I’ll be straight up with ya: I am not a fan of middle managers, writ large. I’ve encountered 1-2 good ones in my days hitting the numbers in fish-reeking HQs (“Bring that for lunch ONE more time, Tom, and see what I do!”), but I’ve encountered roughly 946 bad ones. I have stories for days, many of which have been told on this blog over the years, including in posts about how middle managers cripple the bottom line, the potential death of middle management (which will never happen), how little middle managers seem to do in a given day, and — here’s one time I gave them some love — the inherent challenges of being a middle manager.

Let’s see if we can walk through this a little bit.

The basic truth

A lot of people become managers because, in many (all?) organizations, it’s the only way to make more money without going into sales and having a commission option. In such a context, “direct reports” = “more salary.” Very few are aspiring to these roles because they want to guide, shape, and develop employees and their careers; they are aspiring to these roles because they need more money for their family, their needs, their wants, etc. And it’s the only path.

At McKesson in summer 2013, where I was working, I pitched a plan to have a managerial track and an individual contributor track with equivalent salary options. I got laughed out of the room. So, yea.

The part we acknowledge less

OK, so now Marty Middle Manager chased a bunch of direct reports to position his salary and incentives in a better light. Cool. Good for Marty.

The problem is that Marty is also a direct report; he reports to ROI Ronnie and Executive Eddie (dashed line).

Now, do you think Marty is going to prioritize the people he manages, or the people he manages up to?

Right, right.

Some people are capable of both, no doubt. And some people will prioritize and protect their team over their executives.

Is this most people?

Right, right.

The other facet of “Middle managers remain as direct reports themselves” that needs to be addressed is the whole “sense of urgency” or “shiny object” deal. A lot of executives, for better or (often) worse, have a “last person I talked to/heard from” problem — in essence, one conversation on a Tuesday can change the course of the company for three months. That’s why it’s so funny that people were up in arms about Trump tweeting and shifting markets; Trump was just doing what his ilk have done for generations.

So if a middle manager is a direct report of someone higher up, and someone higher up is chasing pennies and nickels and shiny unicorns all the time, what do you think that middle manager is doing?

Helping to chase those shiny unicorns.

Plus: back-end work, reviews, paperwork, budgets, logistics, time sheets, etc.
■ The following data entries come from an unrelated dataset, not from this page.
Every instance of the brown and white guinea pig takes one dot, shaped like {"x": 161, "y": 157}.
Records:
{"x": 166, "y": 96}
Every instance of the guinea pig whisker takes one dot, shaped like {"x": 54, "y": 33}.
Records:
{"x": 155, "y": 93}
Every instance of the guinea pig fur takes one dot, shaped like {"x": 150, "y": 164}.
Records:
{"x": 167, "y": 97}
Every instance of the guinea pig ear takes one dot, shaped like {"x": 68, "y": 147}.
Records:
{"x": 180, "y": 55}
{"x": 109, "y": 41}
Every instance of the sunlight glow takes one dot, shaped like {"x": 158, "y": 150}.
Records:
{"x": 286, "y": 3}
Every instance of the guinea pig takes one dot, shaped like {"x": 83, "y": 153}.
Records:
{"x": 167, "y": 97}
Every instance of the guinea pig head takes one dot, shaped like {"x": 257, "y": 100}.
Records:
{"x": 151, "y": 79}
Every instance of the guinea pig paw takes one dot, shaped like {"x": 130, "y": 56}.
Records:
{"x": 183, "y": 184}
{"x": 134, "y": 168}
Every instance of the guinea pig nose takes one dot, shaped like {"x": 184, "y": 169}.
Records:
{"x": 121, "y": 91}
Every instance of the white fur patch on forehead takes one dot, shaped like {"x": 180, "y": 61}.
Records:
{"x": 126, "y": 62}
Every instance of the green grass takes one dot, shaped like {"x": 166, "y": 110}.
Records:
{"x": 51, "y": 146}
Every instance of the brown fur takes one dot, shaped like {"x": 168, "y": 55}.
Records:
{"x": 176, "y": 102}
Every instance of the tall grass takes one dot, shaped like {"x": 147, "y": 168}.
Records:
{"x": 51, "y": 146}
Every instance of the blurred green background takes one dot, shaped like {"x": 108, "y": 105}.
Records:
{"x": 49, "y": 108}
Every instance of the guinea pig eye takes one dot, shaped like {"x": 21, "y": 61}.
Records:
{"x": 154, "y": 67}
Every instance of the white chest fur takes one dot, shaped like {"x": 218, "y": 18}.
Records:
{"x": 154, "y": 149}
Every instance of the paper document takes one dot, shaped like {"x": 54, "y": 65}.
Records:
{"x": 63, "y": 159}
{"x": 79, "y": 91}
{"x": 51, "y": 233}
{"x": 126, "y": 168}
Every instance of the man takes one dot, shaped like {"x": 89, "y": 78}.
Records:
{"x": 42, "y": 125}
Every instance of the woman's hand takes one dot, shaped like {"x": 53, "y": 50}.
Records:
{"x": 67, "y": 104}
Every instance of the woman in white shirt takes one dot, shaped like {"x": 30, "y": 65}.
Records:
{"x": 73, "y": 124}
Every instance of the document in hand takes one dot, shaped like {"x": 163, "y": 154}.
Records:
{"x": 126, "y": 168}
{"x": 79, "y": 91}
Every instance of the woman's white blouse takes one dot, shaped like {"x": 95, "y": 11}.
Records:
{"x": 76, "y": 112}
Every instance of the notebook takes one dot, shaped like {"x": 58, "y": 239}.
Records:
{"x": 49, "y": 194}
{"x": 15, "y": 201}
Plus: probably a small degree of hiring.

Now let’s say that middle manager has three direct reports of their own, right? In a given 40-hour (OK, really 37) work week, where do their needs come in? The list usually goes like this:

  • Please those above
  • Do the paperwork
  • Make the trains run
  • Go to all your meetings
  • Answer all your emails
  • Be on all your calls
  • Please those above

Notice what we haven’t said yet: “Manage the people under you and prioritize their work for them and help them with roadblocks.”

It barely makes the list for many middle managers. You wonder why Netflix is so popular? Just had its best month ever in December 2020? Well, lockdowns helped for sure. Beyond that, though? Middle managers spend all week kissing ass and updating forms and sitting in meetings, and they get to the end of the week and just want to slump on a $1600 couch (BAZINGA!) with a whiskey. That’s white-collar, mid-30s to mid-50s life for many. But if it works for you, more power to ya.
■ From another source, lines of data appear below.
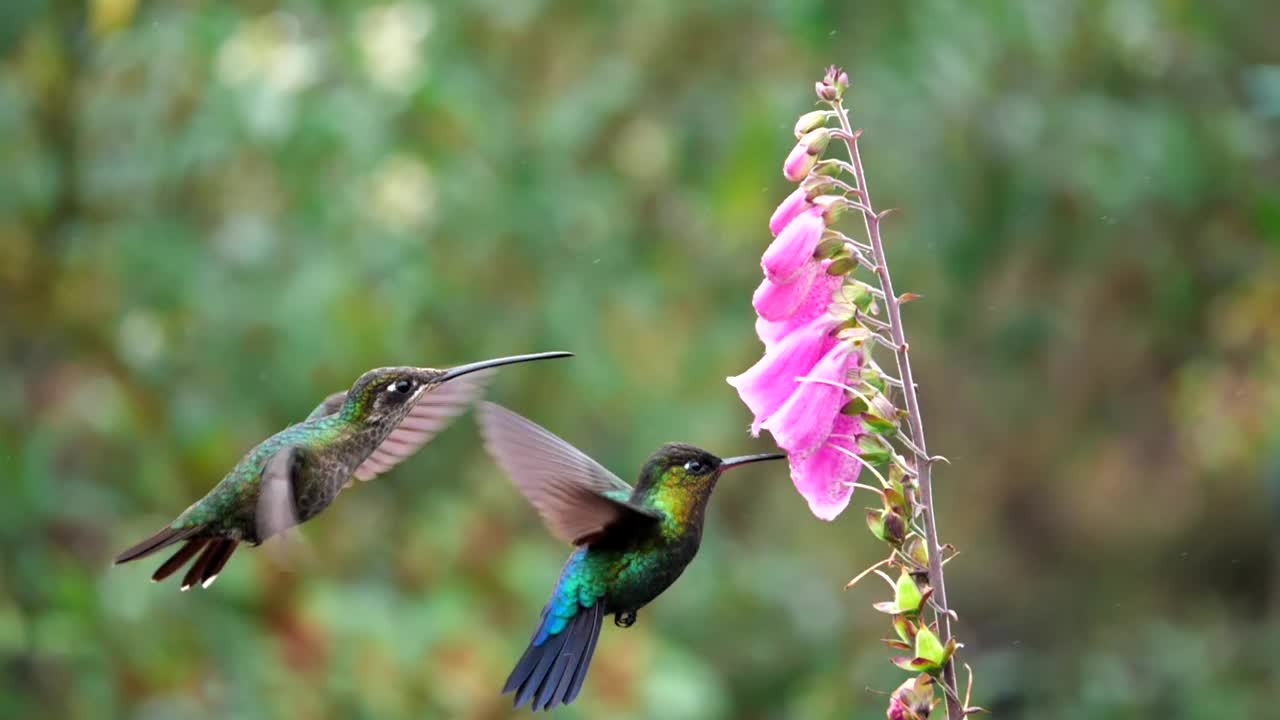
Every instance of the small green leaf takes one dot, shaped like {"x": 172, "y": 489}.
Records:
{"x": 872, "y": 451}
{"x": 917, "y": 664}
{"x": 928, "y": 647}
{"x": 905, "y": 628}
{"x": 877, "y": 425}
{"x": 874, "y": 379}
{"x": 841, "y": 267}
{"x": 887, "y": 607}
{"x": 876, "y": 523}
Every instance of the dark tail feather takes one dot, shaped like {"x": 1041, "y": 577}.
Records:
{"x": 205, "y": 569}
{"x": 552, "y": 673}
{"x": 159, "y": 541}
{"x": 178, "y": 559}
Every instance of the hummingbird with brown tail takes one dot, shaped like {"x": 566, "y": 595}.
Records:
{"x": 291, "y": 477}
{"x": 630, "y": 543}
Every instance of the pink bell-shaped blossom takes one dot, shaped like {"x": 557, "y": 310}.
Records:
{"x": 814, "y": 304}
{"x": 795, "y": 204}
{"x": 804, "y": 420}
{"x": 799, "y": 163}
{"x": 824, "y": 477}
{"x": 794, "y": 246}
{"x": 778, "y": 301}
{"x": 767, "y": 384}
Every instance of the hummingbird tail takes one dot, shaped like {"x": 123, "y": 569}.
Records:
{"x": 159, "y": 541}
{"x": 202, "y": 572}
{"x": 552, "y": 673}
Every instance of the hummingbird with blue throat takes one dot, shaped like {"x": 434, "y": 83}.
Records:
{"x": 630, "y": 543}
{"x": 291, "y": 477}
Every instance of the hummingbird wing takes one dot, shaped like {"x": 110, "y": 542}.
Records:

So could we fix this at all?

Probably not, because of how people conceptualize hierarchy and salary bands.

Ideally, though, we’d have:

  • Execs/founders/leaders/silo heads
  • A crew of managers who work for them and make the trains run for them
  • {pause}
  • Execution-level workers (low-level), customer-facing
  • A crew of managers who work for them and mange them, and don’t need to manage up or do side projects for the top people
  • {pause}
  • If you’re good as a low-level worker, you can become either tier of manager
  • If you’re good as a “manager of people,” you can shift to “a manager who placates executives”
  • If you’re good as a “manager who placates executives,” you can be under consideration to become an executive

In this way, the time management and incentive structures become a little bit more rational.

Would it ever happen? No, probably not. But here’s dreaming!

Your take?

Ted Bauer

One Comment

  1. Great article.

    Pretty much sums up a lot of the middle level. I’ve been there for about 30 years of my career. However, if you combine being a middle manager with NGAF (not giving a fuck), you can actually get a lot done. The risk is, however, you have to work your ass off at first to do both (up/down), and then gradually eliminate the bullshit by substituting in the work you actually do, showing results along the way.
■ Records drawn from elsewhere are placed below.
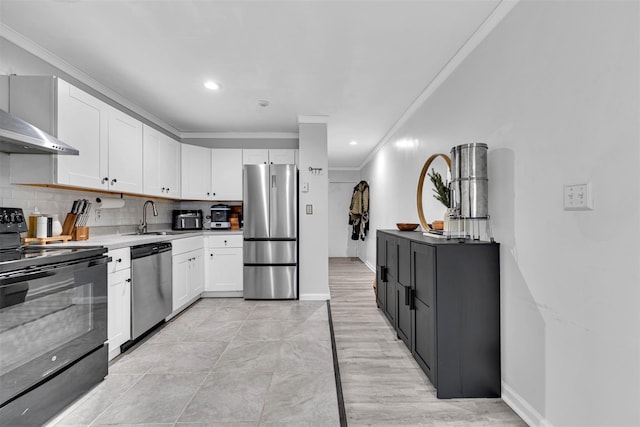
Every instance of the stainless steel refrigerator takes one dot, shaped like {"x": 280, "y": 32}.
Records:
{"x": 270, "y": 213}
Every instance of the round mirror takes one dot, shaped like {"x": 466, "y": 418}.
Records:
{"x": 443, "y": 168}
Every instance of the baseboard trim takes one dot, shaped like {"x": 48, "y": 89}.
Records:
{"x": 222, "y": 294}
{"x": 369, "y": 266}
{"x": 521, "y": 407}
{"x": 315, "y": 297}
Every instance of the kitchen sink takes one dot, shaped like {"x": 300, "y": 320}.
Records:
{"x": 156, "y": 233}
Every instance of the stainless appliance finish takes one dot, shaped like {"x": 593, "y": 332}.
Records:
{"x": 151, "y": 286}
{"x": 187, "y": 219}
{"x": 19, "y": 136}
{"x": 53, "y": 324}
{"x": 469, "y": 182}
{"x": 220, "y": 216}
{"x": 270, "y": 232}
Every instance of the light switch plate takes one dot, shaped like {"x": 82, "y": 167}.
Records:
{"x": 578, "y": 197}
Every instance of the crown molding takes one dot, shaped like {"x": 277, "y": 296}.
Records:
{"x": 239, "y": 135}
{"x": 313, "y": 119}
{"x": 35, "y": 49}
{"x": 492, "y": 21}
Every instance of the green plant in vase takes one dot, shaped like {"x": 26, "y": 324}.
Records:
{"x": 440, "y": 188}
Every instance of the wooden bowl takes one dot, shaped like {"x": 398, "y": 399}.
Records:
{"x": 437, "y": 225}
{"x": 405, "y": 226}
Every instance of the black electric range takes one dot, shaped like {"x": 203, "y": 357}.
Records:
{"x": 53, "y": 324}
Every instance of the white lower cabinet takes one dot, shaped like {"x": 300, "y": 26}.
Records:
{"x": 118, "y": 300}
{"x": 188, "y": 271}
{"x": 224, "y": 265}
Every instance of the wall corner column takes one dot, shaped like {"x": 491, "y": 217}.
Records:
{"x": 313, "y": 262}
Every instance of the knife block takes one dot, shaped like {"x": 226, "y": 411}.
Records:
{"x": 69, "y": 223}
{"x": 80, "y": 233}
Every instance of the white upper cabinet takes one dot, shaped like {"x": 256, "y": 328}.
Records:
{"x": 283, "y": 156}
{"x": 211, "y": 174}
{"x": 109, "y": 141}
{"x": 125, "y": 153}
{"x": 160, "y": 164}
{"x": 255, "y": 156}
{"x": 226, "y": 174}
{"x": 196, "y": 172}
{"x": 83, "y": 124}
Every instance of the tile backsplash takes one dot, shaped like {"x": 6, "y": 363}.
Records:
{"x": 59, "y": 201}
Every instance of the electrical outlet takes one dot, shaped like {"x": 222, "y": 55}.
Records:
{"x": 578, "y": 197}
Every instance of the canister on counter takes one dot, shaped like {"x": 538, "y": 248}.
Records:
{"x": 41, "y": 227}
{"x": 32, "y": 222}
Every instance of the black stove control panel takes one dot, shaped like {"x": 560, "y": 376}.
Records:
{"x": 12, "y": 220}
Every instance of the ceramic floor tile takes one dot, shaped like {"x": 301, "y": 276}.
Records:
{"x": 217, "y": 424}
{"x": 261, "y": 330}
{"x": 258, "y": 355}
{"x": 305, "y": 356}
{"x": 99, "y": 399}
{"x": 230, "y": 395}
{"x": 297, "y": 398}
{"x": 156, "y": 398}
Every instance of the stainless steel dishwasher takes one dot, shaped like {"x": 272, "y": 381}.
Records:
{"x": 151, "y": 287}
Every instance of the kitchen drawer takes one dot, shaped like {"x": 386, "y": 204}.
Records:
{"x": 120, "y": 259}
{"x": 188, "y": 244}
{"x": 224, "y": 241}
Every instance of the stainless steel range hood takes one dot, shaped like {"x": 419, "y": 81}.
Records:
{"x": 18, "y": 136}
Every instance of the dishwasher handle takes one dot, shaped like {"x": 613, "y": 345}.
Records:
{"x": 141, "y": 251}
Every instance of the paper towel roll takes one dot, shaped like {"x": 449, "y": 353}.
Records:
{"x": 109, "y": 203}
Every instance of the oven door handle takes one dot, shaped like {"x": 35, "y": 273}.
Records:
{"x": 39, "y": 274}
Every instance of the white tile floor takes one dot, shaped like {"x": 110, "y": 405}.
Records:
{"x": 222, "y": 362}
{"x": 230, "y": 362}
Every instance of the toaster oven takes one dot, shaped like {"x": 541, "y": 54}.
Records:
{"x": 187, "y": 220}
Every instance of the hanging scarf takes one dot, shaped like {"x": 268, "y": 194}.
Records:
{"x": 359, "y": 211}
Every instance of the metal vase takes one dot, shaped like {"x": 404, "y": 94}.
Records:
{"x": 469, "y": 181}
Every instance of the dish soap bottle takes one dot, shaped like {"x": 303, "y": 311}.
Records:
{"x": 32, "y": 222}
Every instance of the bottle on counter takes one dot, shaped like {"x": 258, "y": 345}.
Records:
{"x": 32, "y": 222}
{"x": 41, "y": 226}
{"x": 56, "y": 228}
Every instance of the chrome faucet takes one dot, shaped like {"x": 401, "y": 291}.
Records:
{"x": 142, "y": 227}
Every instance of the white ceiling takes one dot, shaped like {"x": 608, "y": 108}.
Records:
{"x": 360, "y": 63}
    My last job, no fooling, in two consecutive reviews, I got “far exceeds expectations”, and “does not meet expectations”. Doing the same work. That’s the risk.

    the other method is to come in new to a job both guns blazing and ignore the crap, hope the actual work you do gets noticed, step on the quit-and-stayers toes, show and measure results, last about 2 years and go do it again somewhere else.

    Any new job, recon the typical archetypes you might see, the ass-kisser, the do we have a process, make everyone happy, the power grabber, I am not going to changer, I always look for “THAT” person, the one who can help you, the low -maintenance smart, objective get it done worker. There’s usually at least one, and if not I hire one.

    Nice blog, good insights, thanks for all the good content to read.